In order to prevent that a new group.initial.rebalance.delay.ms property defaulting to 3 seconds was added to kafka configuration starting with version 0.11 (KIP)

I thinnk that increasing this value to soemthing like 10 seconds could help with initial rebalancing and some quite some load.

Unfortunately the main kafka cluster is still on 0.9, so this one is blocked until we upgrade it.

Event Timeline

Pchelolo created this task.

@Ottomata @elukey now that we were successful in upgrading Kafka, I think we can try increasing this to 10 seconds. Do you think the number is reasonable?

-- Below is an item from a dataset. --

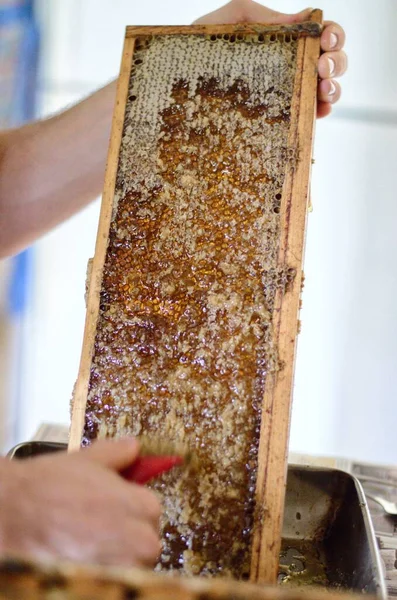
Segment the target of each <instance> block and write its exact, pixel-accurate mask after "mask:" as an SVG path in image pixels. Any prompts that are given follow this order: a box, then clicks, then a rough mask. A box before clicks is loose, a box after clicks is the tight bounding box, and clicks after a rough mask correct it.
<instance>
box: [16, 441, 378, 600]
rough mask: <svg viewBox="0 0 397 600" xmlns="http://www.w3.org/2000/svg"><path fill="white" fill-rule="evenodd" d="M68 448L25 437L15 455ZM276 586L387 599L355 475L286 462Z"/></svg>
mask: <svg viewBox="0 0 397 600" xmlns="http://www.w3.org/2000/svg"><path fill="white" fill-rule="evenodd" d="M61 450H66V444H59V443H48V442H28V443H25V444H19V445H18V446H16V447H15V448H13V449H12V450H11V452H9V454H8V456H9V457H10V458H13V459H25V458H31V457H33V456H37V455H39V454H43V453H49V452H59V451H61ZM279 583H280V585H288V586H295V585H321V586H324V587H327V588H339V589H341V590H346V589H347V590H352V591H355V592H360V593H368V594H375V595H376V596H377V597H378V598H381V599H386V598H387V594H386V588H385V584H384V580H383V574H382V565H381V560H380V555H379V550H378V547H377V543H376V539H375V534H374V530H373V527H372V523H371V518H370V514H369V511H368V507H367V504H366V500H365V496H364V493H363V490H362V488H361V485H360V483H359V481H358V480H357V479H355V478H354V477H352V476H351V475H349V474H348V473H344V472H343V471H338V470H335V469H326V468H310V467H302V466H298V465H289V467H288V480H287V493H286V502H285V514H284V526H283V541H282V552H281V555H280V574H279Z"/></svg>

Yeah, I think that sounds fine.

Yeah, I think that sounds fine.

+1

Change 432615 had a related patch set uploaded (by Ppchelko; owner: Ppchelko):
[operations/puppet@production] Kafka: increase group.initial.rebalance.delay.ms to 10s.

https://gerrit.wikimedia.org/r/432615

Change 432615 merged by Elukey:
[operations/puppet@production] Kafka: increase group.initial.rebalance.delay.ms to 10s.

https://gerrit.wikimedia.org/r/432615

This was deployed to production, the number of rebalance log messages during the consumer startups declined, so I'm resolving the ticket.